A forsythia or rhododendron or weigela, for example, will strangely send out a smattering or so of flowers in November, prompting worried calls to Extension offices about whether something is going woefully wrong in the landscape.
In fact, the usual explanation is that the spring- or early-summer-blooming plant has been tricked by the weather into “thinking” it’s already gone through winter.
Most woody plants that bloom in March, April, May, and June bloom on what’s known in the plant industry as “old wood.”
Old wood is growth that occurred the year before. Flower buds form on this old wood in summer and fall, then normally stay dormant over winter until opening the following year.
Different species have different chill-time requirements before they’ll open.
In our increasingly wacky up-and-down autumns, species with short chill times are particularly prone to partial fall flowering.
While that’s not harmful to the plant, it does lessen the spring show a bit since some of the buds did their thing the fall before.
Plants prone to premature blooming are particularly useful for breeders looking to capitalize on varieties they can market as rebloomers.
Lee, for example, crossed an azalea with a strong predilection for summer and fall blooming (‘Fourth of July’) with other late-bloom leaners to come up with his Encore azalea line.
A second possibility is finding/developing plants that produce flower buds on both old and new wood.
Summer-blooming shrubs such as panicle hydrangeas, butterfly bushes, rose of sharon, and caryopteris bloom later in the season because they first grow that season’s new wood, then set buds on that wood that open soon after. (This explains, by the way, why your “regular” azaleas won’t bloom if a deer eats them in winter while butterfly bushes will.)
A reblooming jackpot occurs when a woody plant manages to muster two decent flower sets in the same year – an early one on last year’s old wood and a later one on that year’s new wood.
That’s the magic behind Endless Summer’s rebloom and many other woody rebloomers.
A third avenue is finding or developing plants with sterile seeds.
Plants flower not to please us but primarily to lure pollinators that will transfer pollen from the male part of one flower to the female part of another, leading to seeds and fruits that will make sure the plant continues on to the next generation.
If plants aren’t producing mature seed, a sort of reboot function goes into action in which the plant tries again with new flowers – i.e. a rebloom.

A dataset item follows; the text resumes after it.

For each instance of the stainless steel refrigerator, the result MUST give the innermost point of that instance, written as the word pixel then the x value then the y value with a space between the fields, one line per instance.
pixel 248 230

By finding, developing, and reproducing varieties that have sterile flowers, breeders can use this try-again trait to meet gardeners’ lust for ever-longer, ever-better yard color.
Sterile plants also have the side benefit of no unwanted seeding, which is useful for ensuring that a new introduction doesn’t turn into an invasive plant.

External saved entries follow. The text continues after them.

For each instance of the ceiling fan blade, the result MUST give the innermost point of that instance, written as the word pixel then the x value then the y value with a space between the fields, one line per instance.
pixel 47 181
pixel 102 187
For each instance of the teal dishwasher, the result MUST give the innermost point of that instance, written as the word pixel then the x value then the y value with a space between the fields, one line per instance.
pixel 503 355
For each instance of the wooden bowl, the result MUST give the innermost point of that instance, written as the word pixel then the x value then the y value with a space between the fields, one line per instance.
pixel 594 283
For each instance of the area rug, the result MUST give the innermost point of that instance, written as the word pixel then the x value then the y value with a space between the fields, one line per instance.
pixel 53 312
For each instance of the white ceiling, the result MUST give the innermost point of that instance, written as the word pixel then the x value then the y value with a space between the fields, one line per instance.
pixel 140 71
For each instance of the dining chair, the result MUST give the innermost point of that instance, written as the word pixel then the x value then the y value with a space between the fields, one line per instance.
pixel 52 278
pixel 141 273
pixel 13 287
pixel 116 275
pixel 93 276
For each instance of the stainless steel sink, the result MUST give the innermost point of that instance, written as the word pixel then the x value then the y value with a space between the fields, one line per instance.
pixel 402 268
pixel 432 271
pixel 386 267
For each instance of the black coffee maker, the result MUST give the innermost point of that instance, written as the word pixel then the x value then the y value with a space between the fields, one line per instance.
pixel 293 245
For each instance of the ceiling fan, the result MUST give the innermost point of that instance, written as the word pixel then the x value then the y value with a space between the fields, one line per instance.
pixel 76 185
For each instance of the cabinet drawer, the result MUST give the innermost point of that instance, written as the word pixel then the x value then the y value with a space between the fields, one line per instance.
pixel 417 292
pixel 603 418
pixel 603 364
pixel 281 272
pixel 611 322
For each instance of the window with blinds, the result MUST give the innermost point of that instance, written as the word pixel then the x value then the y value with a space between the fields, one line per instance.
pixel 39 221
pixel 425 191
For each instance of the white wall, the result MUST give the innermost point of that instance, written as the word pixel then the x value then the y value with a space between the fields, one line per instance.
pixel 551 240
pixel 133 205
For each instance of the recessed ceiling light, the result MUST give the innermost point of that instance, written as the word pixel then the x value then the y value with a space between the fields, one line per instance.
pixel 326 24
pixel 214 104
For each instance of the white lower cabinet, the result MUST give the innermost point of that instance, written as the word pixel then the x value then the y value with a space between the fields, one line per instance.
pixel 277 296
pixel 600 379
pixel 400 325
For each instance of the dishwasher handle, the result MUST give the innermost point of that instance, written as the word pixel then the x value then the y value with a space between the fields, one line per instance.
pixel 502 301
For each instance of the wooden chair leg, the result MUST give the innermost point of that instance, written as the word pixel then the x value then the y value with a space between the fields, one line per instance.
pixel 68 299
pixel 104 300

Not all so-called rebloomers do two distinct sets of flowering – one in spring and one in fall with a rest period between.
Some are more accurately “continuous” bloomers that just keep chugging along until they finally give up.

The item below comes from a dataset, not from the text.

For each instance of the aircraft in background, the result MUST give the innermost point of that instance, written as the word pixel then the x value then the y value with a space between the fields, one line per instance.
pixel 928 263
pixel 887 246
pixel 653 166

That’s the case with many shrub roses as well several of the so-called new “reblooming” shrubs and the many reblooming perennials.
Although a few reblooming perennials, such as reblooming irises and reblooming daylilies, really do repeat-bloom, most of the above are just exceptionally long-blooming varieties. And most of those are encouraged when the gardener deadheads spent flowers or shears off the whole first round of browned-out flowers.
That prevents seeds from maturing, which diverts the plant’s energy and attention to trying again.
Some of the best cutback reblooming perennials are salvia, catmint, yarrow, coreopsis, hardy geranium, agastache, tall garden phlox, and dianthus.
With most any bloom over-achiever, a little extra fertilizer usually helps.
It burns a lot of energy keeping gardeners happy all season long.